The unaccompanied solo version of the piece may be performed as either a euphonium or tuba solo. Euphoniumists are provided with a B-flat treble part and tubists will probably prefer the bass clef version, which is down a perfect fifth and in the key of g minor. Because tubas come in varied shapes and sizes, it is permissible, if playing without accompaniment, to transpose the Improvisations to any key that suits the key of the instrument being used. Octave shifts may also be made to accommodate the range of the soloist. In passages where two octaves are notated, the larger notes are in the octave in which the composer performs the solo, and the smaller notes suggest an easier alternative.
When performing Improvisations, the performer should endeavor to present the composition in such a way as to create the illusion that the soloist is spontaneously generating variants on Bach’s Sarabande. In an effort to assist the performer in creating a rhythmically free and nonmetrical interpretation of the notated solo part, no bar lines or time signatures are used. However, many interpretive instructions and several metronome markings are provided in an effort to guide the performer toward the composer’s concept of how the work should be presented. These instructions are suggestions only, and therefore do not need to be adhered to in a strict fashion. The soloist should feel free to shape the music in keeping with his or her personal interpretive tastes.
The work is divided into four main sections. In sections “A” and “C”, Bach’s original melodic material is presented in a free fashion with mild variations in the form of added ornamental and dramatic elements.

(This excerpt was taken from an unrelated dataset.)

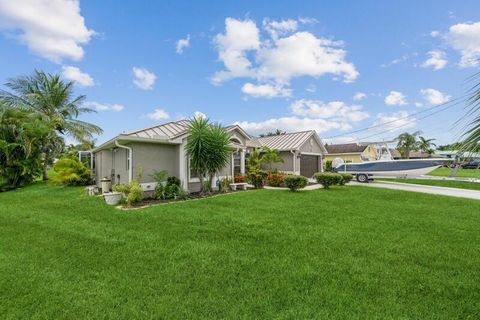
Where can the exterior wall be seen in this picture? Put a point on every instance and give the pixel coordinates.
(353, 157)
(152, 156)
(311, 145)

The material thus presented is subsequently developed in the ensuing sections labeled “B” and “D.” Although the latter sections depart farther from the original, they are clearly recognizable as melodic variations of the original material. It is highly recommended that the soloist familiarize him or herself with Bach’s Sarabande in its original form before delving into the Improvisations. The time required to do so will be well worth the effort, because knowledge of the source that inspired the Improvisations will surely result in a better-informed, and more effective performance of the latter.